I felt the way about changing my last name the way some people feel about having kids: I didn’t feel too strongly about keeping or changing my name, and hadn’t yet decided what I wanted.
To be honest, by the time I was 30 and in a partnership, changing my name felt like a lot of work, especially in a digital age with internet footprints. People already knew me.
But then the question of kids came up, and we agreed we didn’t want hyphens. And we wanted to share the same last name. We didn’t want to have one parent constantly having to prove that yes, they were this kid’s parent.
We briefly thought about a new blended name (but our last names were Peck and Younger and all we could come up with was “Young Pecker” and that didn’t work for us.)
“I want to take your last name,” he said.
I’ll admit one of my first thoughts was: “Are you sure?”

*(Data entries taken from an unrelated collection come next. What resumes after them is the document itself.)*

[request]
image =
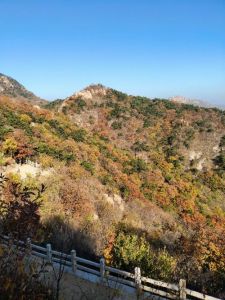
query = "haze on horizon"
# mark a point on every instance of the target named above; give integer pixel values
(151, 48)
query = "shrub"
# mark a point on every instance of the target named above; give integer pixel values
(88, 166)
(130, 251)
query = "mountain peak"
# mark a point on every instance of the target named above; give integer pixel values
(91, 92)
(12, 88)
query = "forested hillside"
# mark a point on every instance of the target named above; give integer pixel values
(139, 181)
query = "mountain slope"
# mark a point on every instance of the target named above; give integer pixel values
(136, 123)
(12, 88)
(120, 173)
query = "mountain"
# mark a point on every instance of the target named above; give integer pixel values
(12, 88)
(128, 122)
(196, 102)
(124, 175)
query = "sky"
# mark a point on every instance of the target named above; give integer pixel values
(153, 48)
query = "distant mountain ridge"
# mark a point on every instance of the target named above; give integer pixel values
(196, 102)
(12, 88)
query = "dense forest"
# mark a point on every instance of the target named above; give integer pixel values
(139, 181)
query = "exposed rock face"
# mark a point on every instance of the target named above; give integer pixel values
(12, 88)
(181, 99)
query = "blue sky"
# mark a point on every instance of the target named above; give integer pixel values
(156, 48)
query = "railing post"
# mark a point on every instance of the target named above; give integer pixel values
(74, 260)
(182, 289)
(137, 277)
(49, 252)
(29, 246)
(102, 268)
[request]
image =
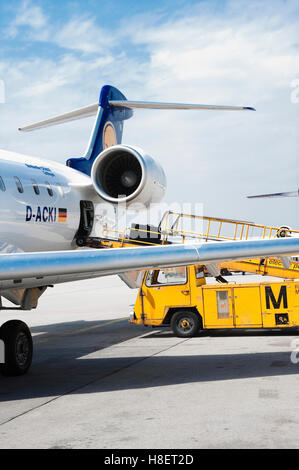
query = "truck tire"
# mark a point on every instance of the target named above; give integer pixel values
(185, 323)
(18, 347)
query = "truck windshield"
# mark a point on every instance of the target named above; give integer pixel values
(166, 276)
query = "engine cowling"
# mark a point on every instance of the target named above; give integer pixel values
(126, 174)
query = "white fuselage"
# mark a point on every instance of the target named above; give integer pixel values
(40, 203)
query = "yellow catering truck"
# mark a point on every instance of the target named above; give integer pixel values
(180, 298)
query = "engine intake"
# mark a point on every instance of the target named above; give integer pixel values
(126, 174)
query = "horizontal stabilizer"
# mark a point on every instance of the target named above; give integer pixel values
(287, 194)
(80, 113)
(92, 110)
(158, 105)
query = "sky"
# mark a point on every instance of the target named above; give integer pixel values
(55, 56)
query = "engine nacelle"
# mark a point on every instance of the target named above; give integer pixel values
(125, 174)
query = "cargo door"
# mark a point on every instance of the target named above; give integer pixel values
(218, 307)
(247, 306)
(164, 288)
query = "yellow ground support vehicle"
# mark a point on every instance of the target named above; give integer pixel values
(180, 298)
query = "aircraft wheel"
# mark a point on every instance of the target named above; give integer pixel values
(18, 348)
(185, 324)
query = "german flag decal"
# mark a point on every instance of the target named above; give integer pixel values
(62, 215)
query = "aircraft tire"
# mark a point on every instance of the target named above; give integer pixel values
(18, 347)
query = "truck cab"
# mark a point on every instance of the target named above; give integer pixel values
(180, 298)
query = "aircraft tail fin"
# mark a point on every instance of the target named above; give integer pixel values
(113, 108)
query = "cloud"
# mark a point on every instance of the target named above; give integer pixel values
(30, 16)
(236, 53)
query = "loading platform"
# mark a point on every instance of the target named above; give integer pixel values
(177, 227)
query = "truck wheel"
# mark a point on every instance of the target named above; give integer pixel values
(185, 324)
(18, 348)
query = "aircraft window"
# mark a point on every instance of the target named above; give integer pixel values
(19, 184)
(2, 185)
(35, 187)
(49, 189)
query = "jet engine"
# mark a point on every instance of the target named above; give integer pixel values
(126, 174)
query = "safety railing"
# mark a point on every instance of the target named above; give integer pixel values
(181, 228)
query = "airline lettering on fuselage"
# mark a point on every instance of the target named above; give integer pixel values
(46, 214)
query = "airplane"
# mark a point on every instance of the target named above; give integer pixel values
(47, 208)
(285, 194)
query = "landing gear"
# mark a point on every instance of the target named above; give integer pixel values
(18, 348)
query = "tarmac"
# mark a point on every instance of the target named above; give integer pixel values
(98, 382)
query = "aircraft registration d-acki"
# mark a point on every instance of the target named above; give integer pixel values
(46, 207)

Then I thought next about his parents: “But what do you think they’ll say?” I thought they might be a little sad to have their kid change his name.
The idea grew on me.
But was it really that progressive just to switch it from one gender to the other?
He went to file the court paperwork. The form didn’t have a field for “bachelor” name (or any fields for this), so he had to write-in his new name. The clerk laughed and gave him a huge high-five when he explained what he was doing.
But he came home without the task complete. It turns out, to submit the forms, he also needed my permission. I hooted at the hilarity of the wife giving permission, and sent him off with a copy of my drivers license and my sworn note that it was okay (it turns out you can’t just “take” someone’s last name, you actually need their permission.)
And then the cascade of changes came
His passport. Website. Email address. Online profiles. Social profiles. Github account. Reputations as a coder and design geek. Brand identity. Business name. DBA and EIN.
We conferred (as two geeks do) about what social handle he’d use, and searched long and far for one that was available across ALL of the profiles. “Alex Peck” was out. But @alxpck was available everywhere.
It kept going: Home address. Birth certificates (he now had to carry a proof-of-identity change alongside all documents, plus the court order). Credit cards. Bank accounts. Retirement accounts.
We were wiping and recreating this person from scratch
The amount of work it took to do was magnified by the fact that “this wasn’t the way things are done.”
I love having the same last name as him. I get a little thrill in keeping my name.
But I also still wonder if the “taking” of names is itself the most peculiar invention.
What do you think about the social invention of changing your name?
The social invention of changing our last names?
I hate it. I’ve hated it since my age was in the single digits.. I hate that I’m supposed to disappear my name and be subsumed into my husband’s identity. I hate what it has meant historically (chattel); I hate what it means currently (patriarchy is still so crushingly pervasive that throwing our names away is simply what is done, with seldom a moment of contemplation). I’m sad that the vast majority of women still submit to it. Or worse, bask in the naive notion that it will make their relationship deeper and more romantically bonded, that that thar man o’ theirs is gonna love and want and respect and protect them more for it.
My husband of many years loves me fulsomely, even with my own name. Our daughter has both our last names, no hyphen, and there’s never been a hassle with any official paperwork, or lack of bonding from her father, as friends direly warned me about.